SEC pushes deadline on VanEck spot Ether ETF application

The commission’s delay on VanEck’s application to May 23 opened the proposal to public comment.

SEC pushes deadline on VanEck spot Ether ETF application

The United States Securities and Exchange Commission (SEC) has postponed a potential decision of an application for a spot Ether (ETH) exchange-traded fund (ETF) from asset manager VanEck.

In a March 20 notice, the SEC said it had extended the time period on approval or disapproval for the Cboe BZX Exchange to list and trade shares of the VanEck Ethereum ETF. The commission will have until May 23 for its final decision on the investment vehicle.

“The Commission finds that it is appropriate to designate a longer period within which to issue an order approving or disapproving the proposed rule change so that it has sufficient time to consider the proposed rule change,” said the SEC.

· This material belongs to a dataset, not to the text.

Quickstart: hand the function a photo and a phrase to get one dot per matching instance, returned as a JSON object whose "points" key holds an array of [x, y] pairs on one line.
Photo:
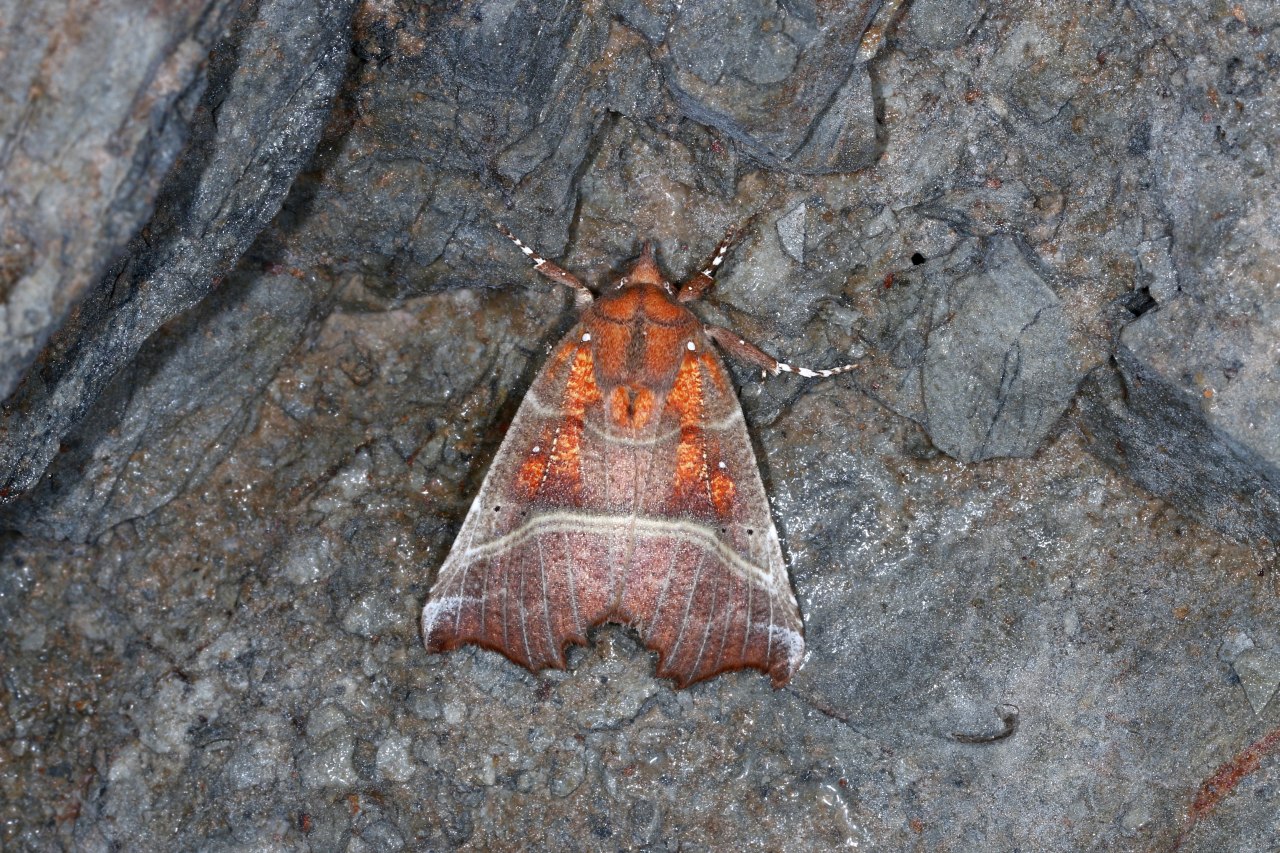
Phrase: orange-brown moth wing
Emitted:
{"points": [[636, 505]]}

The announcement followed the SEC pushing deadlines to approve spot Ether ETFs from Hashdex and ARK 21Shares. Bloomberg ETF analyst James Seyffart speculated that the current round of Ether ETF applications with May 2024 deadlines would “ultimately be denied.”

Source: James Seyffart

Reports have suggested that the SEC is investigating firms for alleged ties to the Ethereum Foundation as part of efforts to classify Ether as a security. It’s unclear what this investigation could mean for ETH ETF approvals. 

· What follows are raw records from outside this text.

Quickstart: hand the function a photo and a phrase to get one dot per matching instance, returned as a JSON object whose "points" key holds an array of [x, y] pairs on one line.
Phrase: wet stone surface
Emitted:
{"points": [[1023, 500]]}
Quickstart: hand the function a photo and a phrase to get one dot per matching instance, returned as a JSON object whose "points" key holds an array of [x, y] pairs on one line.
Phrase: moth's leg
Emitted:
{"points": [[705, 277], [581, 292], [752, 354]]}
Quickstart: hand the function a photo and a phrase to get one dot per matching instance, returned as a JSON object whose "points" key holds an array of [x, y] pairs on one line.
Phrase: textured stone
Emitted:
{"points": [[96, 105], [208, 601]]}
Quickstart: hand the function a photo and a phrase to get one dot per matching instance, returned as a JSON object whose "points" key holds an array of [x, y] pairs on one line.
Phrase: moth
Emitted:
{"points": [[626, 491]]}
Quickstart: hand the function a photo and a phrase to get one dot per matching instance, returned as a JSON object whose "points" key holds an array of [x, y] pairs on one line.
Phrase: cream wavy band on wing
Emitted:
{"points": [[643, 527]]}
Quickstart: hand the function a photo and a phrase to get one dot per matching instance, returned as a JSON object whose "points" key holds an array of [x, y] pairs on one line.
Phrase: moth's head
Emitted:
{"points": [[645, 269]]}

Related: Ether ETFs may be delayed, as institutions are unprepared — Web3 exec

The commission began approving investment vehicles tied to Ether futures in October 2023, hinting at the acceptance of the crypto asset as a commodity. The SEC’s delay on VanEck’s application also opened the proposal to public comment.

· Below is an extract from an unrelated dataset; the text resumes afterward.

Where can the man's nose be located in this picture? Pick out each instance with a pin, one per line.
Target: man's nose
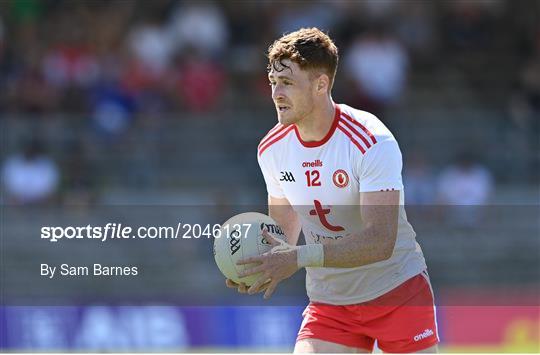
(277, 94)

Jan. 10 marked the first time the SEC began allowing U.S. exchanges to list and trade shares of spot Bitcoin (BTC) ETFs, with the majority of commissioners approving the rule changes. Two U.S. Senators, Jack Reed and Laphonza Butler, have called on SEC Chair Gary Gensler to reject Ether ETF applications, claiming that doing so would present “enormous risks” for retail investors.